Louis Vanhaverbeke dans "Mikado Remix". [pavillon-adc.ch - Leontien Allemeersch]
Séquence 2 / Vertigo / 3 min. / le 9 octobre 2020
Il faut aller voir "Mikado Remix" à l'ADC de Genève jusqu'à dimanche. Ce spectacle unique en forme de ballet pour objets, machines, bicyclette, rap, grillages et moule à gaufre est porté par le danseur belge Louis Vanhaverbeke.

On passe tous les jours devant. Vous saviez leur nom? Pas moi: les clôtures Heras. Késako? Ces barrières métalliques d'une hauteur de deux mètres se plantent sur des plots en béton ou en plastique d'une vingtaine de kilos. On les trouve autour des chantiers, des festivals, des fans zones de foot, etc. En général, elles sont recouvertes de bâches pour qu'on ne puisse pas voir ce qui se passe derrière.

Heras, c'est le fabricant, leader de ce marché particulier. Et son slogan, le voici: "La conviction qu'une existence sans souci est conditionnée par la présence d'un environnement de vie et de travail sécurisé". C'est beau. C'est aussi troublant. Louis Vanhaverbeke a ainsi noté que pour cette entreprise qui fabrique de la muraille au kilomètres, "liberté et sécurité" sont liées.

Fort de ce constat, le danseur, performeur, rappeur, bricoleur belge s'enferme entre quatre grillages couverts de bâches et se fait filmer par des caméras tout en balançant un rap bien chaloupé avec des paroles sur sa situation de prisonnier volontaire. Voici le début de "Mikado Remix", sa dernière création visible à l'ADC de Genève.

Un petit bijou

Un spectacle carcéral? C'est mal connaître cet oiseau venu de Gant. Il s'échappe rapidement de sa cage et va transformer au fil de son nouveau spectacle ces quatre clôtures et leurs plots respectifs en une formidable installation à fouetter l'imaginaire et déclencher dans le public une forme d'émerveillement. "Mikado Remix" est un ballet d'objets, de machineries, de rouages, de bicyclette, de moule à gaufre (hé oui, il est Belge…) et de musiques à l'aide de caisses en plastiques qui sont autant de boîtes à malice.

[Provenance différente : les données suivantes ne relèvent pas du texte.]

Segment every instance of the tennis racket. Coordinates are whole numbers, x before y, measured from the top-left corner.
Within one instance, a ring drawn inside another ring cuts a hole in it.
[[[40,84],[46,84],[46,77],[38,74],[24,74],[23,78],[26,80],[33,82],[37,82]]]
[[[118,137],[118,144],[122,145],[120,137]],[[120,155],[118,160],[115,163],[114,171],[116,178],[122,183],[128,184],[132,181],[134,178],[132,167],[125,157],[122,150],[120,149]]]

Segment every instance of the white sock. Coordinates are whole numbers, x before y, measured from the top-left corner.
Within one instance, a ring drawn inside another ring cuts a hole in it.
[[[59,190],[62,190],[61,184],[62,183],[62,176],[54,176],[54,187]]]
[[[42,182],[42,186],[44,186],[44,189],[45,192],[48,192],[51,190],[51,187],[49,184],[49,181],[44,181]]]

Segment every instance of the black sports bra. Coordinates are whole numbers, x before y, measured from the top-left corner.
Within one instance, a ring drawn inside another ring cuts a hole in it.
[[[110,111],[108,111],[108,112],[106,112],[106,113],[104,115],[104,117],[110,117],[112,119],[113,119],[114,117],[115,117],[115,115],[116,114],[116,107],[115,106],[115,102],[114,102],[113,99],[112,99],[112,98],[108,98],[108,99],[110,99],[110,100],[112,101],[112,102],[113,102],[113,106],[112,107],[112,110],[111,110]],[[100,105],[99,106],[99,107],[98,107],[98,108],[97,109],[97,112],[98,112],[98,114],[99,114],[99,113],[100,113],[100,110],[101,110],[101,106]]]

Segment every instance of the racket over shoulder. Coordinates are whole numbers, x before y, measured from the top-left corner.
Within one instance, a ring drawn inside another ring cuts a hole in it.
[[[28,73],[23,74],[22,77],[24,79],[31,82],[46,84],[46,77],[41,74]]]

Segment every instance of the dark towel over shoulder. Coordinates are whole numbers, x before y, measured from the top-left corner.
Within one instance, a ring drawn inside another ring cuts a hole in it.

Et pendant qu'il bouge et arrange son installation, Louis Vanhaverbeke, tel un marathonien du verbe et du groove ne cesse pratiquement jamais de rapper, en anglais ou en flamand, surveillant du coin de l'œil (et de l'oreille) les lancements des diverses boucles sonores dissimulées dans ses caissettes multicolores en plastique.

Il y a quelques années de ça, Louis Vanhaverbeke avait proposé un autre spectacle, "Multiverse", dans lequel il recréait notre système solaire avec des tourne-disques en rotation. Détail, il portait aussi des patins à roulettes. Conclusion: cet artiste aime les entraves pour mieux s'en libérer. Et dans son exploration actuelle du Dehors et du Dedans, il a toutes les libertés et les partage avec générosité et gourmandise. Un petit conseil: en sortant de la salle, n'oubliez pas de prendre un cahier de salle. On y trouve des dessins et les paroles de ses raps. Ça aussi, c'est un petit bijou.

Thierry Sartoretti/ld

"Mikado Remix", Salle de l'ADC, Genève, jusqu'au 11 octobre.